For each value of input features $x_i$, we can compute a predicted outcome value as:

observed data $\rightarrow$ $y = b_0+b_1x_1+b_2x_2+ \ldots + b_px_p+ \epsilon $

predicted data $\rightarrow$ $\hat y = \hat b_0+\hat b_1x_1+\hat b_2x_2+ \ldots + \hat b_px_p $

error $\rightarrow$ $\epsilon = y - \hat y $

Just like before, the formula to compute the beta vector remains:

$ \large b= (\boldsymbol{X}^T\boldsymbol{X})^{-1}\boldsymbol{X}^T y $

So you see that the general solution involves taking a matrix transpose, the inverse, and dot multiplications on the lines of solving a linear system of equations.

In the next lab, you'll use a simple dataset and with the above formulation for multivariate regression, you'll try to fit a model to the data and see how well it performs.

You're strongly advised to visit the following links to develop a strong mathematical and geometrical intuition around how least squares work.

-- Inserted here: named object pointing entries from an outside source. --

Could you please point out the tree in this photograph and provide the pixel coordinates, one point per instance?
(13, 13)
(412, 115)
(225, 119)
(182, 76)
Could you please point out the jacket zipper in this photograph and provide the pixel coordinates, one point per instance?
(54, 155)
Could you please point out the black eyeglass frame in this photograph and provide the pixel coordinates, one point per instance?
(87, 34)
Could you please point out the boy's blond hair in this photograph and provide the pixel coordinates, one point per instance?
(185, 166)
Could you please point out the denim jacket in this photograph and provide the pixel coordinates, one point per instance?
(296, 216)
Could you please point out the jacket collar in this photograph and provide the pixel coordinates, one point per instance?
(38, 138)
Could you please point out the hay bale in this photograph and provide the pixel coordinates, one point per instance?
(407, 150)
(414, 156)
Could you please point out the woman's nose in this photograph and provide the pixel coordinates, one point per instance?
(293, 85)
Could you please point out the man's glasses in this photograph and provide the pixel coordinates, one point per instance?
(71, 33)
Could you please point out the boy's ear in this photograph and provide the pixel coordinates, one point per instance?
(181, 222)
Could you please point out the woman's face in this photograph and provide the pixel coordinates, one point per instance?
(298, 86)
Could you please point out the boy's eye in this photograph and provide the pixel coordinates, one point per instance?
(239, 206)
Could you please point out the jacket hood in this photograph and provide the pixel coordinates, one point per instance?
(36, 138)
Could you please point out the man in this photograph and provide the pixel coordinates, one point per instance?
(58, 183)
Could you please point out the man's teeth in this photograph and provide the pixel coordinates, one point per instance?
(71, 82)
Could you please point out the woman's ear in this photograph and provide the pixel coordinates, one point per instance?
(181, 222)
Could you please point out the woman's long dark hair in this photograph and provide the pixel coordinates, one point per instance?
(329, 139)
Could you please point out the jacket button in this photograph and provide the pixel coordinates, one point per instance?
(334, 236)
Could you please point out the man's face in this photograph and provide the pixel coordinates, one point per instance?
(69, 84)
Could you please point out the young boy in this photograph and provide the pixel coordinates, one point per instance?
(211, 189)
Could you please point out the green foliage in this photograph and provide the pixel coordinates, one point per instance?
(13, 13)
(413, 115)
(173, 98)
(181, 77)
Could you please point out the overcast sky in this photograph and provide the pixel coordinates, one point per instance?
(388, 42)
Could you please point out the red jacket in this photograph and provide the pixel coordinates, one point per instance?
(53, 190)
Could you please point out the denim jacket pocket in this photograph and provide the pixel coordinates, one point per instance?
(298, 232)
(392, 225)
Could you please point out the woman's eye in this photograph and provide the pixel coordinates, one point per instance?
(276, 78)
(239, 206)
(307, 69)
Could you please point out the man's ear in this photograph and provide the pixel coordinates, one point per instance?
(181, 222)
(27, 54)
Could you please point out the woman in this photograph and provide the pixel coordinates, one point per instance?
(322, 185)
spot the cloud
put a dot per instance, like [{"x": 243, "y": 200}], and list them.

These documents will provide you with a visual intuition as well as an in-depth mathematical formulation for above equations along with their proofs.

• Quora: Why do we need an extra column of ones in regression

• An excellent visual demonstration of oridnary least squares

• Simple Regression in Matrix format

In this lesson, you had a gentle introduction to how we can use linear algebra to solve regression problems. You saw a toy example in the case of simple linear regression, relating days to number of sales and calculated a function that approximates the linear mapping.

You also learned about how linear regression works in the context of multiple input variables and linear algebra. In the next lab, you'll use these equations to solve a real world problem.